From biomedical engineering and medical device development to genetic research
and biological process technology, IT researchers play a major role in the growing
field of biotechnology. Here is a look at 13 of the most innovative projects
underway.
In a cavernous building tucked below campus on the Mississippi
River flats, researchers at the University's Center for Interdisciplinary
Applications in Magnetic Resonance are working to integrate two
very different tools that allow medical experts to probe the inner
workings of the human brain.
Led by center director Bruce Hammer, an associate professor of
radiology and biomedical engineering, and Priscilla Cushman, an
associate professor of physics, the research team is developing
a device that will perform simultaneous magnetic resonance imaging
(MRI) and positron emission tomography (PET) scans.
Used separately, the two techniques have provided important insights
into brain functions. Combining them, says Hammer, will enhance
their strengths and minimize their limitations—opening the door
to further insights and discoveries.
PET scans are used to study physiological functions of the brain
and to diagnose anatomic anomalies such as strokes, brain tumors,
and aneurysms. The technique measures positrons emitted during the
decay of radioactive elements injected into the body. The positrons
combine with electrons to produce two energetic photons. These energetic
protons are converted into visible light by a ring of scintillation
crystals through which the patient's body is passed.
During a PET brain scan, for example, a patient is injected with
glucose treated with radioactive tracers. Because glucose is the
primary source of energy for the brain, regions with high levels
of activity correspond to higher levels of glucose, hence high tracer
concentrations. Therefore, regions of high gamma radiation detection
coincide with regions of high metabolic activity in the brain.
In contrast, MRI scans use radio waves and a strong magnet to produce
detailed cross-sectional images of a patient's anatomy. Unlike other
types of medical scanners, MRIs provide very good soft tissue resolution
and are used extensively to diagnose a wide variety of diseases
and injuries.
A hybrid scanner would allow medical experts to correlate the two
types of images, says Hammer. For example, a magnetic resonance
image obtained at precisely the same location and time as a PET
image could be used to determine the precise structural location
of metabolic activities.
"Simultaneous PET and MRI scans would also be more accurate
and less troublesome for doctors and patients alike,” says
Hammer. Simultaneous scans also eliminate the need to transfer patients
from one piece of equipment to another.
Moreover, Hammer's earlier research suggests that PET images could
be sharpened by acquiring them in a magnetic field.
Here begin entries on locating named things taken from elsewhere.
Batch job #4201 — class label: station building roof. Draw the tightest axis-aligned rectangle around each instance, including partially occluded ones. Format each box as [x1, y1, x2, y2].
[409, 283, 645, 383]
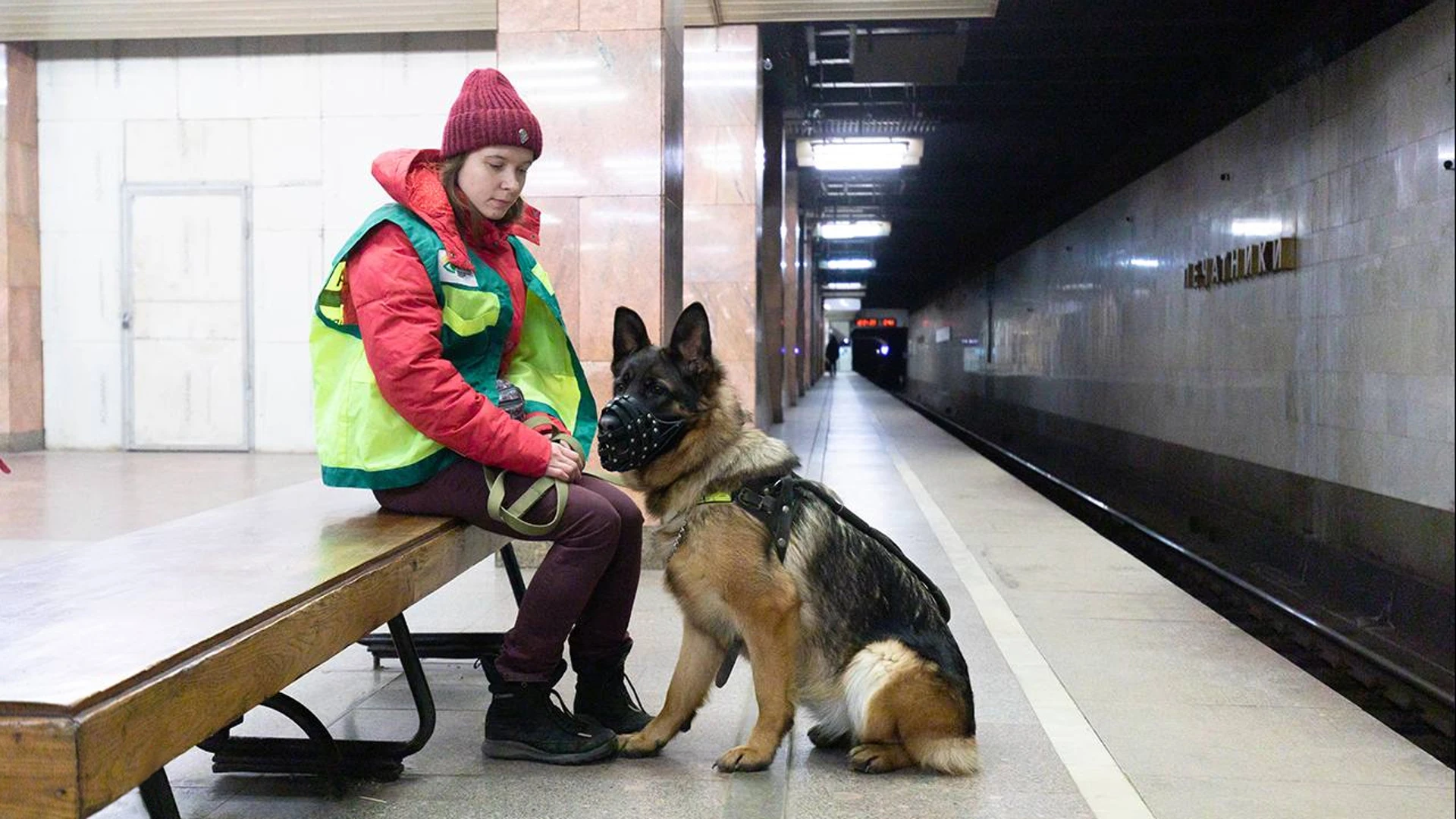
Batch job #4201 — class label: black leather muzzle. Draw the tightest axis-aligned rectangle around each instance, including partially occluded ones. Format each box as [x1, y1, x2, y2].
[597, 395, 687, 472]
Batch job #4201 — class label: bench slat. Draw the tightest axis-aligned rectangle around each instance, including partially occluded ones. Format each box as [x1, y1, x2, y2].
[0, 482, 460, 716]
[0, 484, 505, 819]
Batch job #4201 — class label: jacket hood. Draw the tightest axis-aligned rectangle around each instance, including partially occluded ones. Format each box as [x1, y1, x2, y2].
[373, 149, 541, 270]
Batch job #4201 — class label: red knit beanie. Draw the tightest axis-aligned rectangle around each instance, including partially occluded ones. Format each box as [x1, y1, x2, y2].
[440, 68, 541, 156]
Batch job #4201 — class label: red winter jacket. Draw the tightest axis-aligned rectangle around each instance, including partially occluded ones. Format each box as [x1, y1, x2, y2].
[342, 149, 563, 476]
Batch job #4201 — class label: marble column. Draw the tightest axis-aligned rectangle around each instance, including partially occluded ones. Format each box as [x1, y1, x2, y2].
[0, 42, 46, 452]
[682, 27, 760, 408]
[497, 0, 682, 419]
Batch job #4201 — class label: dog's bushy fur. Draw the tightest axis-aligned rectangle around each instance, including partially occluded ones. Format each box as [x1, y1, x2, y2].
[611, 303, 977, 774]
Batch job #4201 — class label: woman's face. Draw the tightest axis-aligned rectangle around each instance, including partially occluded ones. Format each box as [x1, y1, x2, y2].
[459, 146, 536, 220]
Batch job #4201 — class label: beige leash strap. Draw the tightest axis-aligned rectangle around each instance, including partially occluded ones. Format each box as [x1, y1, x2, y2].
[485, 417, 585, 538]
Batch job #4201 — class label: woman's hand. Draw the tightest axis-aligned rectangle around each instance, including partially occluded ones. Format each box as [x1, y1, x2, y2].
[546, 440, 585, 484]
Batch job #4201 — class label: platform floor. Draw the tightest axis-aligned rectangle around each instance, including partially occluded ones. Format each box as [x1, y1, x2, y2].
[0, 370, 1456, 819]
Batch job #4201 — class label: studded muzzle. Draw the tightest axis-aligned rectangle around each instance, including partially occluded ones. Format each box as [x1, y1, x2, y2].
[597, 395, 687, 472]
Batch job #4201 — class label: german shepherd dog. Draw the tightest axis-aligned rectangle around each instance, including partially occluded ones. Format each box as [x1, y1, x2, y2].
[600, 303, 977, 774]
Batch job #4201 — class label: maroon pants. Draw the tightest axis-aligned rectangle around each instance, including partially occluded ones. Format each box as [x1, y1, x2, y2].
[374, 460, 642, 682]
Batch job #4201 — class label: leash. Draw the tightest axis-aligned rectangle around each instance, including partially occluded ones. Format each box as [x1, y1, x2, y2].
[482, 417, 587, 538]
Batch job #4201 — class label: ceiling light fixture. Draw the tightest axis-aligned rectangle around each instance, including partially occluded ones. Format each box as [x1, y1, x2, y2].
[796, 137, 924, 171]
[815, 220, 890, 239]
A strong magnetic
field perpendicular to the positron's path causes the positron to
spiral, thus limiting the distance it can travel and improving the
scan's resolution.
"You want to detect the energy where it was created, not where
it ends up,” says Cushman.
Higher resolution images would clearly make the technique more
useful, adds Hammer, and resolutions could be further improved by
using smaller scintillation crystals, low-noise detectors, and smaller-diameter
detector rings.
But combining the two techniques presents significant challenges.
The technology needed for magnetic resonance techniques can adversely
affect the performance of the PET detector, and vice versa.
In particular, the photomultipliers that PET scanners use to convert
photon energy into electrical signals do not work in a strong magnetic
field. Conversely, some photomultipliers with magnetic components
can distort the uniform magnetic field that is essential for clear
magnetic resonance imaging.
To overcome these obstacles, Cushman turned to technology she had
developed in 1994 for use in high-energy physics experiments.
Using that technology, she developed a PET detector based a photodiode
potted inside a proximity-focused image intensifier called a hybrid
photomultiplier tube. Unlike conventional photomultipliers, the
new detector will function in a strong magnetic field.
According to Cushman, the key is turning the hybrid tube at a 90-degree
angle with respect to the scintillating crystals to align it with
the field. But that also requires the use of fiber-optic material
to direct the light produced by the crystals around the 90-degree
bend and into the tube.
"We will lose some energy [in the transition],” says
Cushman. “The question is, how much?"
Because hybrid scanners based on this technology can be made in
a relatively compact size, they have many potential research applications,
including the study of metabolic functions in small laboratory animals,
says Cushman.
This summer, she and Hammer plan to build one segment of a MRI/PET
ring at the center and test its effectiveness by scanning a radioactive
source embedded in material that simulates human tissue and by analyzing
the resulting image. Once the initial tests are completed, they
will apply to the National Institutes of Health for further funding
to build and test a full-scale prototype.
Cushman is hopeful that the NIH will share her team's enthusiasm
for the project.
"Our scanner has the potential to go to sub-millimeter resolution,”
she says. “That represents a significant advance."